Fall is a time of pondering and looking back, for me. It's a time to sit and remember times that once were but can never be again. It's my season to enjoy my hot chocolate on the porch with a good book and some self-reflection.
It may not be fall yet, but the temperatures have lured me to that place of remembering already. Many times. On my mind lately is that there are certain things I can't say. Luxuries given to other wives that I don't have the freedom to speak.
I wish I could've loved just one man for my entire life, but that is not the road God chose for me. And that is not the road I prefer either. Do I seem to be contradicting myself? Let me explain... I WISH I had that luxury of NOT knowing what it is like to love 2 men. I wish Andrew had never died. I wish I could've had his children and lived happily ever after in ignorance about the possibility that God had something different in His perfect plan. I prefer His plan, though. And I prefer the blessed life that He has given me; knowing that I have been loved WELL by two great men is a gift that I am happy to receive.

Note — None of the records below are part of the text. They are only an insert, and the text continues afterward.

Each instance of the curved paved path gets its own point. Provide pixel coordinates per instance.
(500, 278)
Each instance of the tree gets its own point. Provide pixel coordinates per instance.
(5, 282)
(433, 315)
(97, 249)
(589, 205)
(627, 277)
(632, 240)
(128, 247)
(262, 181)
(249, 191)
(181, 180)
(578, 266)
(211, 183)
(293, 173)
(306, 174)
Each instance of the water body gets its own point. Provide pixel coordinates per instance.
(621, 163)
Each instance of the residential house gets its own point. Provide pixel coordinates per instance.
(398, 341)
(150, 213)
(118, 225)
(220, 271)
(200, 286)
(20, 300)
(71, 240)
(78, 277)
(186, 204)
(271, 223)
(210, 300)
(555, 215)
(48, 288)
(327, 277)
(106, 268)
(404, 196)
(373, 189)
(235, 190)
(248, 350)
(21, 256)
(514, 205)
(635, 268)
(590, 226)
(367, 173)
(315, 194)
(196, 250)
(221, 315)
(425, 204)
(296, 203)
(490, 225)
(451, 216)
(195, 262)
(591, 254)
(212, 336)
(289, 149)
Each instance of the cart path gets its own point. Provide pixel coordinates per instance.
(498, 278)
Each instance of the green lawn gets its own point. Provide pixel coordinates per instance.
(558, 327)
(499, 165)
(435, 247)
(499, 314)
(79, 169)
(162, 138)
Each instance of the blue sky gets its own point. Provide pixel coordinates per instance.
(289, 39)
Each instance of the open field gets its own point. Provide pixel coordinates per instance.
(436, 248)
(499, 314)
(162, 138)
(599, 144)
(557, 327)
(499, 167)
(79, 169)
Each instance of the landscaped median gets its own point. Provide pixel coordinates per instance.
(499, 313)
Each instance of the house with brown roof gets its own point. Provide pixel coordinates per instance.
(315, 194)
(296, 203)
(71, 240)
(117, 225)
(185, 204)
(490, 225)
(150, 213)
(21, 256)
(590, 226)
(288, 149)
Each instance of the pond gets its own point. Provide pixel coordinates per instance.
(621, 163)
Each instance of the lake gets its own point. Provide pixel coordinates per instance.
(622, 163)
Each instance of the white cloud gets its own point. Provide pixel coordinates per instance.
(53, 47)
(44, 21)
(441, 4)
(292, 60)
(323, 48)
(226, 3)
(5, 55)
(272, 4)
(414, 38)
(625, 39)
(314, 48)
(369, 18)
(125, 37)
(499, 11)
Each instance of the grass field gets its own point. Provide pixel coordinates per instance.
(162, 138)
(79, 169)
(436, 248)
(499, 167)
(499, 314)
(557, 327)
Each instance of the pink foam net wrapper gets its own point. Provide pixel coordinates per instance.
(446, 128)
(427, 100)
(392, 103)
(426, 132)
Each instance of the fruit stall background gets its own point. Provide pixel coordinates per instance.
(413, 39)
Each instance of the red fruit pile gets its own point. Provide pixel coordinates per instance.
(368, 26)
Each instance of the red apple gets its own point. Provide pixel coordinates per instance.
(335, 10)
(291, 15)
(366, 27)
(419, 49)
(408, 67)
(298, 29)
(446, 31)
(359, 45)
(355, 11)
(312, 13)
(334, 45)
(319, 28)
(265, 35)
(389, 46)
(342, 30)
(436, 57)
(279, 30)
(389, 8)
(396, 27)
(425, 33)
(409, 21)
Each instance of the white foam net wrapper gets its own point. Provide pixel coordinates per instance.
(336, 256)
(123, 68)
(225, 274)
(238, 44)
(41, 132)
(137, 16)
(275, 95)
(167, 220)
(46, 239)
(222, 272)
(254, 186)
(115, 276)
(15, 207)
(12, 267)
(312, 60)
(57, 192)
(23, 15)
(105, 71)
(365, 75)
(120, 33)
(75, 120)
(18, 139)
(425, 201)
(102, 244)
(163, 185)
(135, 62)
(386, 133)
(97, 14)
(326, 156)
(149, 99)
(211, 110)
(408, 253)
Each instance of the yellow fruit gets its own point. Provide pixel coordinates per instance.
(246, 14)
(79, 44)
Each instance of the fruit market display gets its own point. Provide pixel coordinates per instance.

So, while I am not able to say that my husband is the only man I have ever loved, I will be able to tell my children that their daddy is the man that I love more than anything on earth both now and happily ever after. And some day I will tell them about the other man that I loved once upon a time in a land far, far away.

3 comments:
beautifully written.
I think it's rare thing for a woman to be able to point across the room to her first true love...
...and it's even more rare to have had two true loves.
You have the more important story.
Tarah,
This was beautiful! Everyone has a different journey! It is amazing to watch those closest to you live their journey in such a beautiful way!